Understanding HOA Board Member Roles & Responsibilities

Typically, there are four HOA board member roles: President, Vice President, Secretary, and Treasurer. Each one of these board of directors positions plays an integral role within the association.

There are many HOA board member duties, some of which overlap from member to member. Moreover, certain HOA board member responsibilities can be delegated to other board members or committees. In some cases, a professional third party can come in to manage an association. An HOA management company would then assume much of the management functions of an HOA board of directors.

The essential purpose of any HOA board of directors, whether conducted internally or by outside professionals, is to manage the association through each member’s respective duties, outlined below.

Duties of Directors

Whether or not your community uses outside professionals, when a homeowner becomes a board member, he/she assumes certain obligations as a director that must be carried out in the best interests of the association.

  1. Fiduciary Duties. Directors are held to a higher standard and must fulfill their duties of loyalty and due diligence.
  2. Confidentiality. Directors have a duty of confidentiality, i.e., there are matters that directors must keep in confidence.
  3. Board Meetings. Attend and participate in meetings so they can be informed about the association’s business.
  4. Maintenance. Maintain the common areas on behalf of the membership (Civ. Code § 4775)
  5. Rules Enforcement. Enforce the governing documents via warnings, hearings, fines, suspension of privileges, and litigation. 
  6. Financial Management. Boards are obligated to collect assessments necessary to properly maintain the property and enforce the governing documents. (Civ. Code § 5600.) To that end, they must prepare budgets, levy and collect assessments, pay bills, review financial records, and prepare year-end financial statements.
  7. Operational Management. Manage the day to day operations of the association. This includes retaining (as needed) management services, legal services, landscape vendors, pest control, operating amenities (pools, tennis courts, clubhouses, equestrian facilities, golf course, etc.), purchasing insurance, etc.

Authority to Perform Duties. To carry out their duties, boards have authority as provided by the governing documents and statute. Directors must perform their duties as fiduciaries.

Duties of President

Unless an association’s governing documents state otherwise, the president is elected by fellow directors, not by the membership, and serves at the pleasure of the board. (Corp. Code §7213.) 

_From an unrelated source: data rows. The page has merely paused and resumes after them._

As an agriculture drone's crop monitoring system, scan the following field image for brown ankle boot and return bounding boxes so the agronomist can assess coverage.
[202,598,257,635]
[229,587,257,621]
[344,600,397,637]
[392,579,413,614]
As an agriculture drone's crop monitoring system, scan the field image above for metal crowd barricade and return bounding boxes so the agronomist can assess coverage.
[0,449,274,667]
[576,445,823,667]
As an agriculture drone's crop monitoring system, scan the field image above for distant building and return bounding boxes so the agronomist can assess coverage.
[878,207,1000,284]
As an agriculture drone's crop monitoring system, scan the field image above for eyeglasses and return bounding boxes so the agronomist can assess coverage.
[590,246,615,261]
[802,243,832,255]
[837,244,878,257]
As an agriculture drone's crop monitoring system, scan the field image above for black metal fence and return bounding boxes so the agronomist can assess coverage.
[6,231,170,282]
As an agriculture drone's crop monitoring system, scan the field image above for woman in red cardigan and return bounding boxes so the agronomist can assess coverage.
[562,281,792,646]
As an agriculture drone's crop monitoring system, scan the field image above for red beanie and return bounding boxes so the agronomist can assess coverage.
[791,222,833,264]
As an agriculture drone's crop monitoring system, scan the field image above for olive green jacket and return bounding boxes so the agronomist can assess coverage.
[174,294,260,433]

Duties. Unless otherwise provided in the bylaws, a president’s duties generally include:

  • presiding over board and membership meetings,
  • serving as liaison between management and the board,
  • prepare the meeting agendas
  • serving as liaison between the association’s attorney and the board,
  • serving as general manager and overseeing day-to-day matters, such as meeting with vendors, soliciting bids, etc. (unless a manager has been hired to handle those duties),
  • serving as an ex officio member of committees.

No Veto Power. The president cannot veto board decisions.

Duties of Vice President

The person selected by the board to serve as vice president serves at the pleasure of the board. The bylaws should describe the duties of the vice president. Normally, those duties are as follows:

  • performs the duties of the president in the president’s absence; and
  • may be called upon by the president to share some of the president’s duties.

Duties of Treasurer

Treasurers do not have unlimited authority over the association’s monies. Unless the governing documents provide otherwise, a treasurer’s duties are as follows:

  • oversee the association’s operating account and reserve account,
  • keep and maintaining the association’s financial documents,
  • oversee the deposits,
  • oversee investments,
  • ensure that bills are paid,
  • oversee the preparation of the budget,
  • ensure that a report of financial transactions are made to the board,
  • ensure that a reserve study is prepared,
  • serve as the board’s liaison with the association’s auditor,
  • review and implement safeguards to protect the association’s financial assets,
  • ensure that tax returns are filed on time, and

The treasurer can delegate many of his/her duties to the manager, management company, or an assistant, but must oversee the work.

Duties of Vice President

The person selected by the board to serve as vice president serves at the pleasure of the board. The bylaws should describe the duties of the vice president. Normally, those duties are as follows:

  • performs the duties of the president in the president’s absence; and
  • may be called upon by the president to share some of the president’s duties.

Duties of the Secretary

Unless the governing documents provide otherwise, a secretary’s duties are as follows:

  • oversee giving notice of board and membership meetings,
  • ensure that minutes of meetings are taken and approved (can use assistant),
  • sign a copy of the final, approved minutes,
  • oversee the preparation of the membership list,
  • file appropriate documents with the Secretary of State,
  • as custodian of records, ensure that the association’s records are maintained, and

The secretary may delegate many of his/her duties to the manager, management company, or an assistant, but must oversee the work.

Director-Member at Large

A director at large has the same voting rights as all other directors and the role can be incredibly diverse, as its main duties can vary widely from association to association, but basically, a member-at-large serves as the intermediary between the board and the homeowners. Additionally, they may often be assigned specific projects, including positions on committees, that don’t fit neatly within the roles of other board members. In this function, members-at-large help ensure the board’s goals are met.

Being a board member is no easy task. There is a lot involved.  But, if you’re able to put the welfare of the community first, exercise good judgment, remain calm in heated situations and be committed to the community as a whole, volunteering for a board or committee position may be the right choice for you.